Josiane Bigot, présidente de l'association alsacienne "Thémis" et ancienne présidente de la cour d'assises du Bas-Rhin, s'oppose fermement à l'idée que les politiques ne jouent aucun rôle dans la dégradation d'un patrimoine précieux, en référence à la tragédie de la jeune Lyhanna, décédée dans le Gers. Une maison emblématique en péril en pleine ville, près de la cathédrale, voit sa boutique de souvenirs fermée et des poutres de soutien installées. Les travaux de consolidation sont prévus pour plusieurs semaines. Toutefois, ce cas ne saurait être généralisé à l'ensemble des maisons alsaciennes dans le centre-ville. “Elles sont loin d’atteindre leur fin de vie”, insiste Denis Elbel, président de l'association pour la sauvegarde de ces maisons. “Ces bâtiments ont prouvé leur solidité au fil du temps, même si certaines nécessitent des soins particuliers, comme cette maison qui a vu le jour en 1669.”

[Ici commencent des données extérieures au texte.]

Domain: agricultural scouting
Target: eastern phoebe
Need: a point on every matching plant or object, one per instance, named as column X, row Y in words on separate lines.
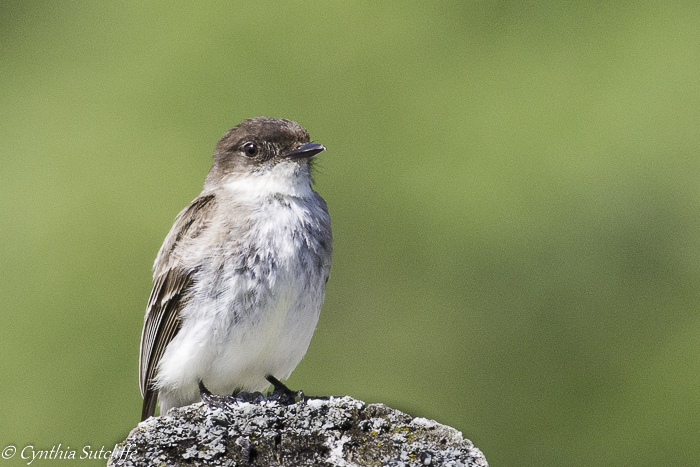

Il reste des maisons du 13e siècle à Strasbourg et Wissembourg
Les maisons alsaciennes étonnent par leur longévité. Connues pour leur capacité à résister aux aléas climatiques, elles doivent cependant faire l'objet d'un entretien régulier. “À Wissembourg comme à Strasbourg, nous avons encore des maisons datant du XIIIe siècle. Malheureusement, certaines souffrent d'un défaut d'entretien. Si les toitures laissent passer l'eau, la structure en bois en pâtit,” explique Denis Elbel.
Comme l'indique l'ASMA, l'association pour la sauvegarde des maisons alsaciennes, une maison disparait chaque jour dans la région. Les enjeux de préservation sont donc cruciaux pour sauvegarder ce patrimoine unique. Reconnaître la valeur historique et architecturale de ces bâtiments n’est pas seulement une question de nostalgie, mais de responsabilité envers les générations futures.